Bu durumda mahkemece davacının menfi tespit ya da daire tahsisi ya da mülkiyet tespiti ya da dairenin tapusunun iptal ve tescili ya da konut karşılığı tazminat davası gibi üyelik sıfatının devamına bağlı bir eda davası açması mümkün iken, davacıya tahsis edilecek konut bulunup bulunmadığının, borcu olup olmadığının tespiti taleplerinin, davacının korunmaya değer güncel hukuki yararının bulunmadığı gerekçesiyle reddine karar verilmesi gerektiğinin gözetilmemesi doğru olmamıştır.
B) Bozma nedenine, davalı vekilinin diğer temyiz itirazlarının incelenmesine gerek görülmemiştir.
…) Kabule göre;
a) 6100 sayılı HMK’nın …. maddesi, ” Hâkim, tarafların talep sonuçlarıyla bağlıdır; ondan fazlasına veya başka bir şeye karar veremez. Duruma göre, talep sonucundan daha azına karar verebilir ” hükmünü içermektedir. Bu hükme aykırı olarak, talebi aşacak ve HMK’nın 297/…. madde hükmüne aykırı olarak, infazı mümkün olmayan ve bir koşula bağlamak anlamına gelen yazılı şekilde, davacıya tüm ödemelerini diğer üyeler ile eşit olarak yerine getirmesi kaydı ile uygun konut tahsisine karar verilmesi doğru olmamıştır.
b) Davacıya tahsis edilen konut bulunup bulunmadığının tespitine yönelik talebi kooperatif ortalığına bağlı olup, davacının kooperatif ortaklığından çıkarma kararının iptali talebinin kabulüne karar verilmesi ve bu kararın kesinleşmesi halinde, davacının, üyeliğe bağlı, olan talebine ilişkin aktif dava ehliyetinin varlığı belirlenmiş olacağından, bundan sonra anılan talebin esası mahkemece incelenebilecektir. Hukuki yarar dava koşulu olup, mahkeme dava şartlarını re’sen incelemekle görevlidir. Hukuki yararın sadece dava tarihi itibariyle değil, dava devam ettiği sürece ve hükmün kesinleşmesine kadar devamı da gereklidir. Gerçekten de, ortaklık hak ve sıfatına bağlı olarak dava açan kişinin, şayet yargılama sırasında bu ortaklık sıfatı sona erecek olursa, artık davayı takip ve sonuçlandırmakta hukuki yararı kalmaz. Bu durumda, konut bulunup bulunmadığının tesbiti talebi bakımından ayırma kararı verilerek, bu talep yönünden davacının aktif dava ehliyetine sahip olup olmadığının belirlenmesi bakımından, ihraç kararının iptali istemine ilişkin verilen kararın kesinleşmesinin beklenilmesi ve sonucuna göre hüküm kurulması gerektiğinin düşünülmemesi doğru olmamıştır.

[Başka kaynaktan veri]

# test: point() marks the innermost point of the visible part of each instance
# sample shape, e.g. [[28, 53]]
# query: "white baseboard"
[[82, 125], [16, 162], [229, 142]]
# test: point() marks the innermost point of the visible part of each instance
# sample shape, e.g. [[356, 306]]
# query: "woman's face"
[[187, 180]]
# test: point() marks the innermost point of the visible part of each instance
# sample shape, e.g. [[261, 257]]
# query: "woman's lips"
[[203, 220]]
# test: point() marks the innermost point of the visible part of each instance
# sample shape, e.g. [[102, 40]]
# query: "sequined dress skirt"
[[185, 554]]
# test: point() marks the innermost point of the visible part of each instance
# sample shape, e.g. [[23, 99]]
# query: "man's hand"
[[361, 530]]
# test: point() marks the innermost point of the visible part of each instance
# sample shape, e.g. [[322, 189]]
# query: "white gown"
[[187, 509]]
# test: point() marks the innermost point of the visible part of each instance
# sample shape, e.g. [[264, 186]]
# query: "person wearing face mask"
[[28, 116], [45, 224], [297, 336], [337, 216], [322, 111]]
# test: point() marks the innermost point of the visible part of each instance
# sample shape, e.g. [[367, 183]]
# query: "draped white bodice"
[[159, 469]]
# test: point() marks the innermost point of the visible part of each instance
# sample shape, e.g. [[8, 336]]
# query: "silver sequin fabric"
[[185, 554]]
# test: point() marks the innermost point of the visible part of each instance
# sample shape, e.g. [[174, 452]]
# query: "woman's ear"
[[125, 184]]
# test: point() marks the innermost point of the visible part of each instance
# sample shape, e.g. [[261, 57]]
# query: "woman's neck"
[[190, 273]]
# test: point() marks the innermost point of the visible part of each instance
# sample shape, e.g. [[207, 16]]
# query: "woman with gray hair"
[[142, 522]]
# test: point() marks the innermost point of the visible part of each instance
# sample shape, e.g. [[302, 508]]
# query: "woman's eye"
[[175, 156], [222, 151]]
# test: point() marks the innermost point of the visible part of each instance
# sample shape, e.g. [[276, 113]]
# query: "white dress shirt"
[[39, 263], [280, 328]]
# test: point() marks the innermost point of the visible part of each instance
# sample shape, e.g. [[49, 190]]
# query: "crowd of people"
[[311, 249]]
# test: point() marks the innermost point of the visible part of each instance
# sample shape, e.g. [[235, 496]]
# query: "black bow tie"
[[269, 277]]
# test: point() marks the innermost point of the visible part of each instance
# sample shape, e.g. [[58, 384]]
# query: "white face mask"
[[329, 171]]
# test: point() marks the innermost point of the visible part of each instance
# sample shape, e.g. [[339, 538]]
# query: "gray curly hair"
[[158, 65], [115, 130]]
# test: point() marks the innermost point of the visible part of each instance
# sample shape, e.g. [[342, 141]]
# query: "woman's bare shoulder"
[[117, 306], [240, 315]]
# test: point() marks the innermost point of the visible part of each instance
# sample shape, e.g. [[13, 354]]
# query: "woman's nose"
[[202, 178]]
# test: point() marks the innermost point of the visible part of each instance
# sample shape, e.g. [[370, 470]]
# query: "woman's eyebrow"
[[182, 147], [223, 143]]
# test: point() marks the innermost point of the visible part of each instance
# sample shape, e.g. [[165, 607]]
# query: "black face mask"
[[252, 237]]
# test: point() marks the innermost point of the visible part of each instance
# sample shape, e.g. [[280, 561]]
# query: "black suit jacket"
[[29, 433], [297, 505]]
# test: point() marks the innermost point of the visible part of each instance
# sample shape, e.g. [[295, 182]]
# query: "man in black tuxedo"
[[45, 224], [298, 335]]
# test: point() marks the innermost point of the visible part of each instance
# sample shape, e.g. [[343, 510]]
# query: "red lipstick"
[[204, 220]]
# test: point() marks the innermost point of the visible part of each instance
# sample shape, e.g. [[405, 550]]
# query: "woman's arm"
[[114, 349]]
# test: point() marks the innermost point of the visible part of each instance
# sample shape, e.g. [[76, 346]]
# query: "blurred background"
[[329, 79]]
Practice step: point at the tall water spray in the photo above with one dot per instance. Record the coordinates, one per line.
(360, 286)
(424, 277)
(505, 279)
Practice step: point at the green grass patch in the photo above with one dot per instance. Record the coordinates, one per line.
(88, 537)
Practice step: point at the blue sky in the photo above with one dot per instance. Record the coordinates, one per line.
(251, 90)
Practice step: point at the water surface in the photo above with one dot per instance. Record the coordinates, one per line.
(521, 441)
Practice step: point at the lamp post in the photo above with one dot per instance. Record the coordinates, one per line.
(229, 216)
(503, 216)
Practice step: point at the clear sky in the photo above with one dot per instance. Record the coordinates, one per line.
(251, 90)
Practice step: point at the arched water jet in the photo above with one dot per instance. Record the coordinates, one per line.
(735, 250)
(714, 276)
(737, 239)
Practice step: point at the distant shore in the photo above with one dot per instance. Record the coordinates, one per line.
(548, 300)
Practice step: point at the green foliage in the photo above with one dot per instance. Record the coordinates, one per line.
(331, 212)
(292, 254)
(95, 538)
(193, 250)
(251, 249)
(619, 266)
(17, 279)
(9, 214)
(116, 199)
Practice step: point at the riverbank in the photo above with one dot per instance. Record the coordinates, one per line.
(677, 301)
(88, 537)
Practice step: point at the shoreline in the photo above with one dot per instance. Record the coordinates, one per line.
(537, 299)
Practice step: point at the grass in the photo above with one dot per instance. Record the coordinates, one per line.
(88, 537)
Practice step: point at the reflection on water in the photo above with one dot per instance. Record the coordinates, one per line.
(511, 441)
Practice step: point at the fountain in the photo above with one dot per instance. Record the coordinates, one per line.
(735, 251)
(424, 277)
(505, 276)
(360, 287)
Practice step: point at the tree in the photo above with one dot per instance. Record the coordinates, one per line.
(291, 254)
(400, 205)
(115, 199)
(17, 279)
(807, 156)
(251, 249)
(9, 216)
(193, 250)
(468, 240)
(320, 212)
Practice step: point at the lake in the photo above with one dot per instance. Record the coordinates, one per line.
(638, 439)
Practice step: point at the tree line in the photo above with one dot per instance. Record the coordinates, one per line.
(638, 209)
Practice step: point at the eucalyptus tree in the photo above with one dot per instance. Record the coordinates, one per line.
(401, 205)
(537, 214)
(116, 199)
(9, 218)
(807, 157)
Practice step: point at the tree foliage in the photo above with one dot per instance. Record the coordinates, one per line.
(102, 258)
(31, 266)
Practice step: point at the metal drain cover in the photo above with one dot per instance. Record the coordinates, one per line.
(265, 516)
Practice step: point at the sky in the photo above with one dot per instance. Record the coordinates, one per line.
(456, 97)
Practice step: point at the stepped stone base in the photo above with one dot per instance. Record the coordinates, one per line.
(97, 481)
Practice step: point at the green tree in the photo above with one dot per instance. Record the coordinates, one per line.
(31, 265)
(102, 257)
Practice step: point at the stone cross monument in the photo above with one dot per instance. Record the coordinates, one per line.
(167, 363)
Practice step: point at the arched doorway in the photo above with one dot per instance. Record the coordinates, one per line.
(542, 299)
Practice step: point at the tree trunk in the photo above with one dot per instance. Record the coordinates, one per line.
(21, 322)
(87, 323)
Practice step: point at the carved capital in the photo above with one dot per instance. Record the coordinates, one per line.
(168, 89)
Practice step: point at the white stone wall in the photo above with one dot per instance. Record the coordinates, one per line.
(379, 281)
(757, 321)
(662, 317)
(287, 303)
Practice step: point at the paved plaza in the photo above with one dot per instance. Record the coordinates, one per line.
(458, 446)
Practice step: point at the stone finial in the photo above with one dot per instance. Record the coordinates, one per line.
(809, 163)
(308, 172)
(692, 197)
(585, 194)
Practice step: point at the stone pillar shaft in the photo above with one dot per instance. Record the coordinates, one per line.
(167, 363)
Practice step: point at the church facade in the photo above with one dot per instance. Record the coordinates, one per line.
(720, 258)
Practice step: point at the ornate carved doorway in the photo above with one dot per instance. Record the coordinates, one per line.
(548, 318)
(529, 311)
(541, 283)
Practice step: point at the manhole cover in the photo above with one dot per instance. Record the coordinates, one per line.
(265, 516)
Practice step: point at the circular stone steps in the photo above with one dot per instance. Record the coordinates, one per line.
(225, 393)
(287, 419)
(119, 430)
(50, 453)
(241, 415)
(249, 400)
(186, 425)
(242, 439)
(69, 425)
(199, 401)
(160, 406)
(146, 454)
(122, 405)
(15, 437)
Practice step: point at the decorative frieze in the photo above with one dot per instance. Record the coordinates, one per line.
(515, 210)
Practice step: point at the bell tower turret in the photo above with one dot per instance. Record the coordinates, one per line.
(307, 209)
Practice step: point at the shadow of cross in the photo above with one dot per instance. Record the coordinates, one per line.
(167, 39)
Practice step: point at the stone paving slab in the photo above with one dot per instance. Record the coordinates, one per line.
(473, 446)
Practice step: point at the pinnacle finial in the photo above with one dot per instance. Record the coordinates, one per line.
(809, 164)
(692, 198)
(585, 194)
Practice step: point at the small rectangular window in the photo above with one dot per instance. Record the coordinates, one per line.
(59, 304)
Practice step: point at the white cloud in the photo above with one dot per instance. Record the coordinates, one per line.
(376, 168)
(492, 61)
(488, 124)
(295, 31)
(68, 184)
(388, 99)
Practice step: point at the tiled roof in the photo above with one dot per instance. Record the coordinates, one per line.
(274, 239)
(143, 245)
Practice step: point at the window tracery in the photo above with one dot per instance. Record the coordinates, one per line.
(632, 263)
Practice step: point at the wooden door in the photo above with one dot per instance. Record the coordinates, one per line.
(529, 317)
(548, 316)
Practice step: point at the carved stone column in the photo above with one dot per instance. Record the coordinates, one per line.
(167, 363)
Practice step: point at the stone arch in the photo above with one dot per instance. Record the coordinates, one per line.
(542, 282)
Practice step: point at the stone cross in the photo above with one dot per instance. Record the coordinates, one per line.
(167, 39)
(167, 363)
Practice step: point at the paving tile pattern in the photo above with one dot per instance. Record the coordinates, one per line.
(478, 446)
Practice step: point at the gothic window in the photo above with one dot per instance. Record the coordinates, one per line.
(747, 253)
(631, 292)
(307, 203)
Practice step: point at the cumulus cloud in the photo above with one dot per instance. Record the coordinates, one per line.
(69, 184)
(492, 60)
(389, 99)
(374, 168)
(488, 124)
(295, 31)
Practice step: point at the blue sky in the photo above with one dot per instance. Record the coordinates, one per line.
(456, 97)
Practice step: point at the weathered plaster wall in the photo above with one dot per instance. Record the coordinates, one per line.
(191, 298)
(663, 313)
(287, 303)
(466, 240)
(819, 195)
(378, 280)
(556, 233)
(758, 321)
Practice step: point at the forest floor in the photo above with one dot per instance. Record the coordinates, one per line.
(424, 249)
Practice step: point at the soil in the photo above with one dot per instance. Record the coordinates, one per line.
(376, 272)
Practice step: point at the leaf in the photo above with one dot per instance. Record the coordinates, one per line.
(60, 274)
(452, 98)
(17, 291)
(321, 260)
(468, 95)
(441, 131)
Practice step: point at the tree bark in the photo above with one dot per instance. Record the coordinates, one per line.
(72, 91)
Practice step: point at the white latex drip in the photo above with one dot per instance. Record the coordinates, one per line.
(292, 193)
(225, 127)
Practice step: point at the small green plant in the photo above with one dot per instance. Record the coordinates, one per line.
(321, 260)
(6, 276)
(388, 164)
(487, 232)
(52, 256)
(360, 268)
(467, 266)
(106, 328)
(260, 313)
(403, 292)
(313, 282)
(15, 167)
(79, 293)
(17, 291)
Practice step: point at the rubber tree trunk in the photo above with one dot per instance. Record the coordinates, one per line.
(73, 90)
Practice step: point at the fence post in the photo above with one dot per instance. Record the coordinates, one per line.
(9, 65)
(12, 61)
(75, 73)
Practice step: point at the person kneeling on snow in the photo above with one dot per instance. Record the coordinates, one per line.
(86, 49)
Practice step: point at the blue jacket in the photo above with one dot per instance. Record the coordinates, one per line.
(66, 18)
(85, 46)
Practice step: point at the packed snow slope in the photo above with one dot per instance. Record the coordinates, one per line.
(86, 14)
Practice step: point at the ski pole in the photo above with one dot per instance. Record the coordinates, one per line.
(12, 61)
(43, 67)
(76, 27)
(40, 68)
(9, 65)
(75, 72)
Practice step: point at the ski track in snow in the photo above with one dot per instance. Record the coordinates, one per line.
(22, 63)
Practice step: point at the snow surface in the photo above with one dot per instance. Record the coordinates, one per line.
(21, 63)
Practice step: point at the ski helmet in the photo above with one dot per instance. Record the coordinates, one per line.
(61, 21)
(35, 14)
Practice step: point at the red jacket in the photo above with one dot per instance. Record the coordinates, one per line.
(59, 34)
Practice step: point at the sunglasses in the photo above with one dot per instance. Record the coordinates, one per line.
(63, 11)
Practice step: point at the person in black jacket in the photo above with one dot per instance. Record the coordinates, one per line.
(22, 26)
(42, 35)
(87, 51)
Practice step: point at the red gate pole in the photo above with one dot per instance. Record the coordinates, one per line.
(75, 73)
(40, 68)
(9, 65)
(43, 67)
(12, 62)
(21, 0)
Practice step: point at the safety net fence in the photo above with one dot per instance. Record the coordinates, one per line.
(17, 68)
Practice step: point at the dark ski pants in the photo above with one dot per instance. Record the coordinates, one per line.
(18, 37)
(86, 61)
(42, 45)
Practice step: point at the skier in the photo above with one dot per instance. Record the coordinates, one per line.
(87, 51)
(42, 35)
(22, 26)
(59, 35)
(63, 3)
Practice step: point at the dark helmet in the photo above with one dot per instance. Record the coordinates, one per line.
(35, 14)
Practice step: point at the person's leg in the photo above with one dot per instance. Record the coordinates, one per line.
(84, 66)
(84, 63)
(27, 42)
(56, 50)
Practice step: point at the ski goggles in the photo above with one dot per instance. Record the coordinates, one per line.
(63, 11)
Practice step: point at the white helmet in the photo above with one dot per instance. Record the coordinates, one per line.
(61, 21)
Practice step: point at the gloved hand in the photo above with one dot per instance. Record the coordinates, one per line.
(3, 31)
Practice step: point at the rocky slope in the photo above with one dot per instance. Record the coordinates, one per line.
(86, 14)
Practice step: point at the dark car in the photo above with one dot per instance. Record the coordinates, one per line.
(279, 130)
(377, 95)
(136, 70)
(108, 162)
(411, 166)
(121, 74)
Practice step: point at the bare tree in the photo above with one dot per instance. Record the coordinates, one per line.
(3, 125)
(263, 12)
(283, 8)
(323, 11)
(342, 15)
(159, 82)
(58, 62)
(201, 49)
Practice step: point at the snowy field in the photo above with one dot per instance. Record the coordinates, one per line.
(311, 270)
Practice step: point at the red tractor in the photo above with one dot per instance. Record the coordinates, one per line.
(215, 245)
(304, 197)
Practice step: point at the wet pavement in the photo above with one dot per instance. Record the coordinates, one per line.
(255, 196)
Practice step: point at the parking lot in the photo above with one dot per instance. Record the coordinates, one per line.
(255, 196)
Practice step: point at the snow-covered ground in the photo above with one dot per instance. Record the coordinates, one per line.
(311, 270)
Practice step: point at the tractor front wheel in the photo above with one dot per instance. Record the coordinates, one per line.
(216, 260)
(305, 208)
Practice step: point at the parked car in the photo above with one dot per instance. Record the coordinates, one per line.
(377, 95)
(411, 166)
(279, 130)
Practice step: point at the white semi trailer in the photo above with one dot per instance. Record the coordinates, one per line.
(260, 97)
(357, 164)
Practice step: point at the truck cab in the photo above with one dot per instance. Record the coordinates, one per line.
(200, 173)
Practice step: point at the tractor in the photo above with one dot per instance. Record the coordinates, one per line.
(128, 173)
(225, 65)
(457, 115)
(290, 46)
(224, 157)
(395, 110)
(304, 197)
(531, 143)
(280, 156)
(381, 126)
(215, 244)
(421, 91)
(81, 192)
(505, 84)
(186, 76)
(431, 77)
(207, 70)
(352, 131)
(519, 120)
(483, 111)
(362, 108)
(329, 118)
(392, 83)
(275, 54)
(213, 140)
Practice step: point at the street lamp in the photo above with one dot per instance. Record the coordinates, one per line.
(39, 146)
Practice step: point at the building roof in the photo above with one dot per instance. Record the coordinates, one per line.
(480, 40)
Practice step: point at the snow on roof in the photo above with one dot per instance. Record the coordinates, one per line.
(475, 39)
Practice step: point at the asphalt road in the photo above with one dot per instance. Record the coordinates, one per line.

SONUÇ: Yukarıda (…-a) numaralı bentte açıklanan nedenlerle, davalı vekilinin diğer temyiz itirazlarının reddine, (…-b) ve (…-A) numaralı bentte açıklanan nedenlerle, temyiz itirazlarının kabulü ile hükmün, davalı yararına BOZULMASINA, (…-B) numaralı bentte açıklanan nedenlerle diğer temyiz itirazlarının incelenmesine yer olmadığına, peşin alınan harcın istek halinde iadesine, kararın tebliğinden itibaren … gün içerisinde karar düzeltme yolu açık olmak üzere, ….03.2013 tarihinde oybirliğiyle karar verildi.